If the bakery can help cover the overhead, then the restaurant stands a better chance of being profitable, Banker says. And the expansive kitchen — which is twice the size of the dining room — provides the possibility of catering, too.

Unlike Quince, Baker & Banker vows to remain accessible to locals. The seats are not reserved at a small new wine bar — which offers more than a dozen wines by the glass and an ecologically correct wine list from small producers around the world. They hope to accommodate 10 to 20 walk-ins per night, with the wine bar and new benches out front making it more comfortable to wait for a table.

“We’ll figure out how we can continue to be a neighborhood place once it takes off,” Banker says. “The intimacy of what we’ve created and where we’re located — I really do think it’s a special spot.”

Banker is the voluble one, yet Baker’s name is first on the marquee. That’s partly because of the focus on the baking. But, he adds, “In this economy, we didn’t want to mention the banker first.”

Read More: 1701 Octavia: a place with a past

FIRST PERSON | Jeffrey Banker
Jeffrey Banker

Baker & Banker is an idea that has been pretty well crystalline for over a decade. While the idea itself has been clear from the beginning, the execution has proved to be an incredibly unique, time consuming, and — at times — incredibly rewarding challenge. From a back-of-house perspective, this all could have happened a lot sooner; we have been walking our current culinary line for a while now. All it would have taken was a sufficient space in which to cook and the relationships with the farmers we’ve known for years. We have just always been sold on the idea of serving as a local institution. For our idea to work, we needed to find a location into which our food and style of service fit seamlessly with the surrounding neighborhood.

As is something of a local tradition, we sought to build a warm, inviting space wherein our guests could come and fulfill all of their cravings for serious food, while doing away with the pressure of coming to a place that felt dauntingly “high-end.” We are helplessly devoted to serious food, but not so much to dress codes, hushed tones and overpriced dishes.

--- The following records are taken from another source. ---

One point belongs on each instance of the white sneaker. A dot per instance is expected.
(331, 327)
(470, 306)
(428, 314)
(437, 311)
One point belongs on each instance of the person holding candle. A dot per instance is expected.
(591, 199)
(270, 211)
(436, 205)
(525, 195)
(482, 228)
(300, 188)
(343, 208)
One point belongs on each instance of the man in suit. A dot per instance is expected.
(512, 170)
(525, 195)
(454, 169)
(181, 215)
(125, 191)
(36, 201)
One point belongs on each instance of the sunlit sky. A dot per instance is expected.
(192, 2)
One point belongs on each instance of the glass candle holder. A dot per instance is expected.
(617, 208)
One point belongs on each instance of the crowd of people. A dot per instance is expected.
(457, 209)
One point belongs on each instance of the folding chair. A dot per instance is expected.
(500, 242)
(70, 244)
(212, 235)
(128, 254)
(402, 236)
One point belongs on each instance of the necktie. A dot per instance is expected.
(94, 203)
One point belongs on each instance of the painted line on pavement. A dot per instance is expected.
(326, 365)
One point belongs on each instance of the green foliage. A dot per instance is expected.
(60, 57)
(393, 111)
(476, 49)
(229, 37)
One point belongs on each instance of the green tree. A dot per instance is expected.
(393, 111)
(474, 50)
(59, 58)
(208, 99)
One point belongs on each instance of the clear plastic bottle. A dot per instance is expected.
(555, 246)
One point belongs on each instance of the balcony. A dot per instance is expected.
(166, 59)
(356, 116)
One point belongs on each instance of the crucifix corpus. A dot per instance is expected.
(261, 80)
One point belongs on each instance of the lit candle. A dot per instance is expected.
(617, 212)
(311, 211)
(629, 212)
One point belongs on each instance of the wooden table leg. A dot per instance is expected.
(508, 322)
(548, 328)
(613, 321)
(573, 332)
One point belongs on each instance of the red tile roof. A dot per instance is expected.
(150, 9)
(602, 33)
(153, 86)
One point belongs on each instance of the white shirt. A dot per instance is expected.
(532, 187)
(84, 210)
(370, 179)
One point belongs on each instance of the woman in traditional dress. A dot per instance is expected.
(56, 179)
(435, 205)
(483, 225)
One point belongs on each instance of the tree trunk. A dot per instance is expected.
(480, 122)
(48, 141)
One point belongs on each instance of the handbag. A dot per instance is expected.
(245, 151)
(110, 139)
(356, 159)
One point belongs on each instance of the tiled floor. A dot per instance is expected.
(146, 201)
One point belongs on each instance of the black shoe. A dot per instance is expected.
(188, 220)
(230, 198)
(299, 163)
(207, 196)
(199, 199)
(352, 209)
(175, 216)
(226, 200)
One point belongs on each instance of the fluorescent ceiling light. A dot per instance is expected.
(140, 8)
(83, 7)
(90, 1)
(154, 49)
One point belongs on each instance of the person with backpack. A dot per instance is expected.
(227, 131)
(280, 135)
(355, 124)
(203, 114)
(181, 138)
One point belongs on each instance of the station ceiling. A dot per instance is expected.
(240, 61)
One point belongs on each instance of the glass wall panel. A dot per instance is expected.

What we found in our space at 1701 Octavia is something of a dream location in which to bring our ideas to fruition. We have roughly twice the space for the production of food, wine storage and so on than we do in the dining room. This allows us the freedom to realize any number of our loftier ideas with relative ease. Functionality aside, this beautiful, perfect space is surrounded by a neighborhood of people who happen to know and love great food. In our short time here, we’ve already established a strong core of regular guests, some of whom dine with us almost nightly, taking advantage of our daily menu. Our bakery is set to open sometime this spring, which we think will really strengthen our tie to the neighborhood. We plan on selling fresh bread, pastries, desserts, great Four Barrel coffee and maybe even some sandwiches from the side entrance of the restaurant on Bush Street.

When pressed to describe our food, we generally fall back on “market-driven New-American cuisine.” While the ingredients themselves are almost exclusively Californian, we really love adding fresh, refined takes on both classic and esoteric culinary ideas that originated all over the world, particularly Japan, Morocco and old Europe. Our menu changes just about every day, based on what our farmers have to offer. Our wine list is unique, with a focus on minimally handled, naturally produced wines from sustainably farmed grapes. While it’s largely Euro-centric, a number of our favorite local producers make appearances, as well as a healthy little collection of classic Bordeaux, Burgundy, and so on. We have a steady core of wines by the glass that we supplement with many daily specials, culled from our bottle list. We find it keeps things fresh for our regulars, keeps our staff excited about the wines and makes for a broader range of potential food and wine pairings.